Überhaupt sei die Bayernliga für einen kleinen Verein wie Erlbach nach wie vor sehr interessant. „Das sieht man auch am Zuschauerschnitt“, sagt Sammereier. Obwohl der SVE daheim bisher noch ein wirkliches Top-Spiel hatte, kamen pro Partie über 500 Fans in die Holzbau-Grübl-Arena. Dass der Verein nach dem Meistertitel auf den Aufstieg in die Regionalliga verzichtet hat, wirkte sich nicht negativ auf das Interesse der Fans aus. Und auch nicht auf die Mannschaft. „Freilich wäre es reizvoll gewesen, aber wir konnten die Entscheidung schon nachvollziehen. Viele der Jungs haben mit Erlbach schon in der Landesliga gespielt, einige haben jetzt Familie oder sind im Beruf gefordert. Für uns passt die Bayernliga wirklich ganz gut. Heute spricht im Team eigentlich niemand mehr darüber, dass wir im Sommer nicht raufgegangen sind“, erzählt Sammereier. Vielmehr würde man sogar Motivation aus dem Nichtaufstieg ziehen. „Die vorherige Saison zu bestätigten, ist für einige ein großer Antrieb“, verrät Erlbachs Co-Spielertrainer.

Und was passiert, sollte der oberbayerische Dorfverein am Ende wieder ganz vorne landen?

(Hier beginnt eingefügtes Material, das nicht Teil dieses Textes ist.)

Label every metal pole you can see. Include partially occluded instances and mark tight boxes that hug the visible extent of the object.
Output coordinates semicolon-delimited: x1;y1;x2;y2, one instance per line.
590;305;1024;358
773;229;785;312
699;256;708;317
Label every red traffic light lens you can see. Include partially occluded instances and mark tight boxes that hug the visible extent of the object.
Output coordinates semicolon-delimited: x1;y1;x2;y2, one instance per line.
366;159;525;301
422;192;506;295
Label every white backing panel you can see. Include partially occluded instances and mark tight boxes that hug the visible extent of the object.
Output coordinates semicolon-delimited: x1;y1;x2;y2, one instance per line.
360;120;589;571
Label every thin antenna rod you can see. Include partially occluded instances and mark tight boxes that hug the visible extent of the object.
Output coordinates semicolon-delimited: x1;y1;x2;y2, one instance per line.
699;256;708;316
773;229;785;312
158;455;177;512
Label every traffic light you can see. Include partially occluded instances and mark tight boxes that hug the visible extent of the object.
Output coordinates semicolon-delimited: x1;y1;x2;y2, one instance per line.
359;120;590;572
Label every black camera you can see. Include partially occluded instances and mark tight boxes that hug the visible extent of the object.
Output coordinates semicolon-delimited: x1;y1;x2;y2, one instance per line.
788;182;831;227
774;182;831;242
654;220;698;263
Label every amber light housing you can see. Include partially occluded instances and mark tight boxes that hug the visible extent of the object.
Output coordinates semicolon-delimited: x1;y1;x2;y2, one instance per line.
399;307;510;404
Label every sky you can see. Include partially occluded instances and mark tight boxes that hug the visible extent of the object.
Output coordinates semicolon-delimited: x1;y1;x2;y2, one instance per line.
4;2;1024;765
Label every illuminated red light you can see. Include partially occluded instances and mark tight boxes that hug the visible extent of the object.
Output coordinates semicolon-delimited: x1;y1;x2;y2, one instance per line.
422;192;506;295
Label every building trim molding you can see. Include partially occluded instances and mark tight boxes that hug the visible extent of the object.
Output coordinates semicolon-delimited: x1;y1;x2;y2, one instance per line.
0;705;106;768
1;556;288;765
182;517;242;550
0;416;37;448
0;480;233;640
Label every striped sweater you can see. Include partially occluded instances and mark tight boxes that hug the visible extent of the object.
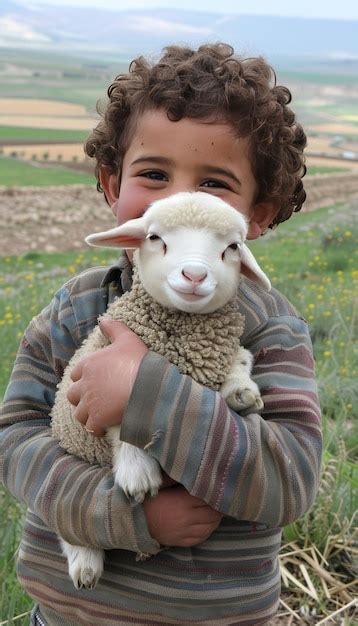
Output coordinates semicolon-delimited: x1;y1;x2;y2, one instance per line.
0;256;322;626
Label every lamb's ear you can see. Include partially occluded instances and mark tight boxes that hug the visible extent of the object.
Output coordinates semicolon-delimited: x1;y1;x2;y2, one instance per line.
240;243;271;291
85;218;147;249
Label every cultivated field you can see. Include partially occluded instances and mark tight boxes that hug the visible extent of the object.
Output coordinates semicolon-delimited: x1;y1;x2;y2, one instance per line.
1;51;358;172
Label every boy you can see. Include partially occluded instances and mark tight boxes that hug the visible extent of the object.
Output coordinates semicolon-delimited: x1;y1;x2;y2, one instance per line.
0;43;321;625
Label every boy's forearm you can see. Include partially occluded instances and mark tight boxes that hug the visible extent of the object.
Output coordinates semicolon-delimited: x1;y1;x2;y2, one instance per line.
121;316;322;528
0;300;160;556
0;408;160;555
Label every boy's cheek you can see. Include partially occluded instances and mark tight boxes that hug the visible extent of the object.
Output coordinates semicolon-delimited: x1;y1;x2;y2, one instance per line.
112;189;149;225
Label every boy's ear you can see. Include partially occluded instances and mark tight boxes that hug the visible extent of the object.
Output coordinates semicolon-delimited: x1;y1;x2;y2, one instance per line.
99;168;119;212
247;201;278;240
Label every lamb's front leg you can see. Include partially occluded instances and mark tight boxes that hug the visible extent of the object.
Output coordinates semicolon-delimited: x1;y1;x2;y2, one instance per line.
220;347;264;412
107;426;163;503
61;540;104;590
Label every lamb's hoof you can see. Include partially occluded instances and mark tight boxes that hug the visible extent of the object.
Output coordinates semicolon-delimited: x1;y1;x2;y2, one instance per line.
77;567;99;590
125;486;155;504
115;458;162;503
121;477;161;503
68;547;104;590
227;388;264;412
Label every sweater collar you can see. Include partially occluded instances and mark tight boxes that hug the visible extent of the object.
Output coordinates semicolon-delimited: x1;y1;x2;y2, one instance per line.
100;253;133;294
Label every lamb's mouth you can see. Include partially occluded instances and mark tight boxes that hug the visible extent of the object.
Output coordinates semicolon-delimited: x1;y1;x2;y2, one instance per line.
173;290;208;301
169;285;215;304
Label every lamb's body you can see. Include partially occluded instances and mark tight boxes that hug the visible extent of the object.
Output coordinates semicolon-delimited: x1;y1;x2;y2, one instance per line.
51;266;245;467
50;191;269;590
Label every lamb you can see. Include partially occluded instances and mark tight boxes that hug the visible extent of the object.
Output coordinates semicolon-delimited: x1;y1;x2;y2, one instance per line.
51;191;271;590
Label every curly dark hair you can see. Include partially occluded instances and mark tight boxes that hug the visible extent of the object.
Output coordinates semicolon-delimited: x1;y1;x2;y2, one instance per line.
85;43;307;227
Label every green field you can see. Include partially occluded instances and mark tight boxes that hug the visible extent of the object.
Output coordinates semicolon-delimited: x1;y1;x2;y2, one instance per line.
0;200;357;623
306;164;349;175
0;157;94;186
0;126;89;142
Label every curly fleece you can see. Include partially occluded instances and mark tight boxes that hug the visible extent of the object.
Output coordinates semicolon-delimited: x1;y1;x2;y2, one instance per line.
51;266;245;467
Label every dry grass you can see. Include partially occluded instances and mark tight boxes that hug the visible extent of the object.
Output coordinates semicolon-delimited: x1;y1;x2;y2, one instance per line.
275;442;357;624
278;538;357;624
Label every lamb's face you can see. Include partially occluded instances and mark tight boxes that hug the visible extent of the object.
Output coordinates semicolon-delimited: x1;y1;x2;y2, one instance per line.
85;192;270;313
136;222;244;314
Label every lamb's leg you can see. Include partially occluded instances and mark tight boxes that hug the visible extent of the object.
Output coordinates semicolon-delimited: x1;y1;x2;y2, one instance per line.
61;539;104;590
220;347;264;412
107;427;163;503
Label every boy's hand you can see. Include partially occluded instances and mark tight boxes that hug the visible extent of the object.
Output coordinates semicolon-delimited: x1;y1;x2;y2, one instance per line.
67;319;148;436
143;486;222;547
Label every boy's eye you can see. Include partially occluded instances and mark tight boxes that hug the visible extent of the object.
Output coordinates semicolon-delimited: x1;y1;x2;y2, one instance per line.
140;170;167;181
201;179;229;189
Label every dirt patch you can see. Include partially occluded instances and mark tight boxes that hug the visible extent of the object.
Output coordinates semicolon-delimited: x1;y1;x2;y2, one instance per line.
1;184;108;255
1;172;358;256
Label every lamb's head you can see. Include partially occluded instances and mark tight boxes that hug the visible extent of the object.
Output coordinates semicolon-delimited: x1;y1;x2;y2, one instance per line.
86;192;270;314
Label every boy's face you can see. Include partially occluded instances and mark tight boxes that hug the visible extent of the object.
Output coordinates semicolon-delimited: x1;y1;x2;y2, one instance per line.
101;109;276;242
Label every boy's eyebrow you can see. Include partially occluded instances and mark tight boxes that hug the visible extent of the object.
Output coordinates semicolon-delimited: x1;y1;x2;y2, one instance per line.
130;157;242;186
130;156;171;167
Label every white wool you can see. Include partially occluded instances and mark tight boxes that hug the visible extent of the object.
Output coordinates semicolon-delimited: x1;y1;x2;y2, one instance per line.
145;191;248;237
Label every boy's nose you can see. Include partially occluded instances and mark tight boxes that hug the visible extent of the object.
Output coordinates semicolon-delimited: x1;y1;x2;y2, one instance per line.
181;263;208;284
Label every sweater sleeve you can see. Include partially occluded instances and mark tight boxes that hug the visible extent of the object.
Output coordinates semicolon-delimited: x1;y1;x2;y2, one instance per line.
0;283;160;555
120;313;322;528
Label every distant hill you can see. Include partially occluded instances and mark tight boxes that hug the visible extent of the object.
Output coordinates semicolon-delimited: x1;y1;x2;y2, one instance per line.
1;0;358;61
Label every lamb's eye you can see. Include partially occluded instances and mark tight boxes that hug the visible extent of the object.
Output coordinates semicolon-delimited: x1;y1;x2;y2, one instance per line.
222;242;240;260
147;233;160;241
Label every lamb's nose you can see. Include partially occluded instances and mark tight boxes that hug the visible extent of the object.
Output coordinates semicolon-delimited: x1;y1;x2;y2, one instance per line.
181;264;208;284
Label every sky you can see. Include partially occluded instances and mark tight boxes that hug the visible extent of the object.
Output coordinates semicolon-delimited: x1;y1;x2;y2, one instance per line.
26;0;358;21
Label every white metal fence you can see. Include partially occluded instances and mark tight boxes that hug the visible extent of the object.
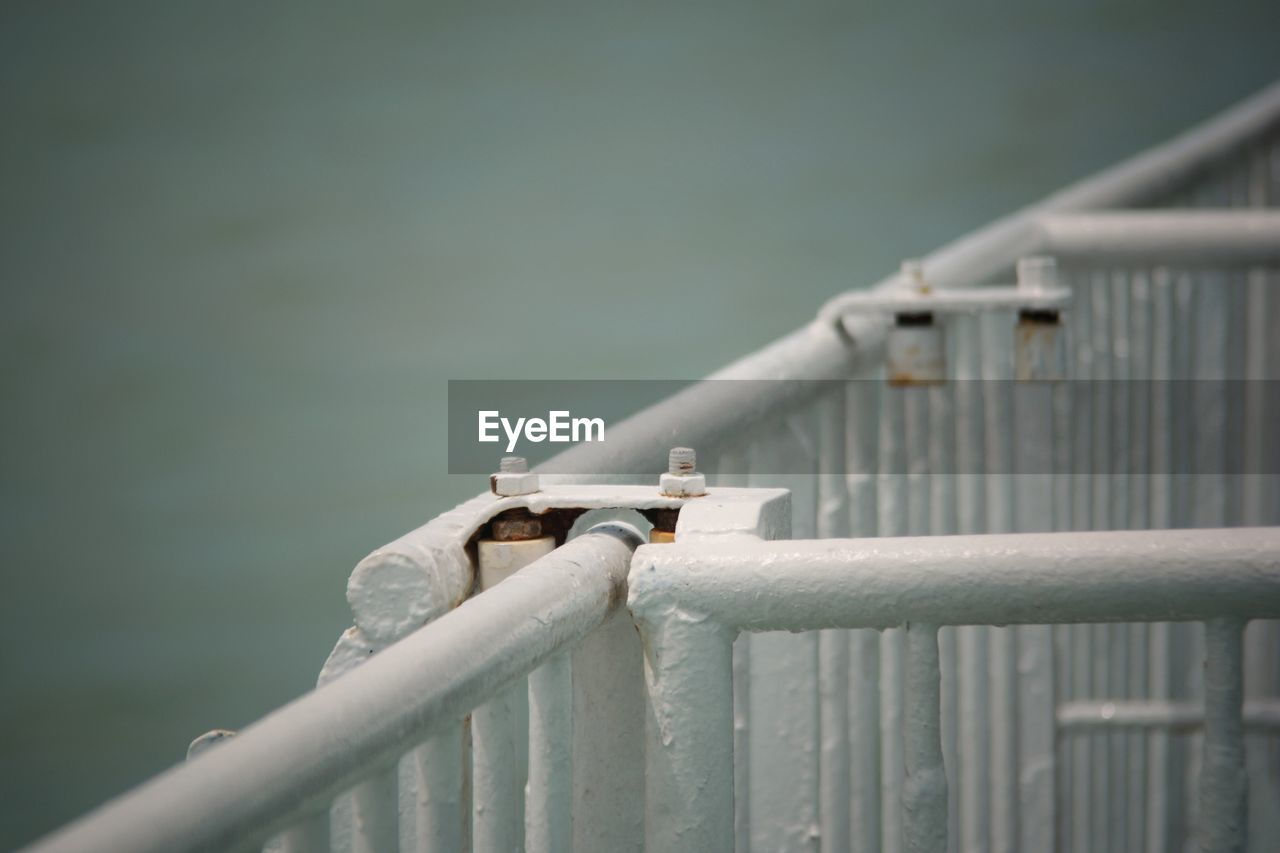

Würde man erneut auf den Gang in die vierte Lia verzichten? „Der Verein arbeitet im Hintergrund ständig daran das Umfeld zu verbessern, sich weiter zu entwickeln und den Abstand nach oben zu verkleinern. Aber jeder weiß, wo wir herkommen. Wie gesagt: Die Bayernliga ist für den SV Erlbach nach wie vor eine sehr reizvolle und herausfordernde Sache. Alles andere wird sich zeigen“, meint Sammereier, der den Blick lieber auf die kommenden Aufgaben richtet. Diese heißen Nördlingen (Samstag, 17 Uhr), dann geht’s zum Kracher nach Schalding.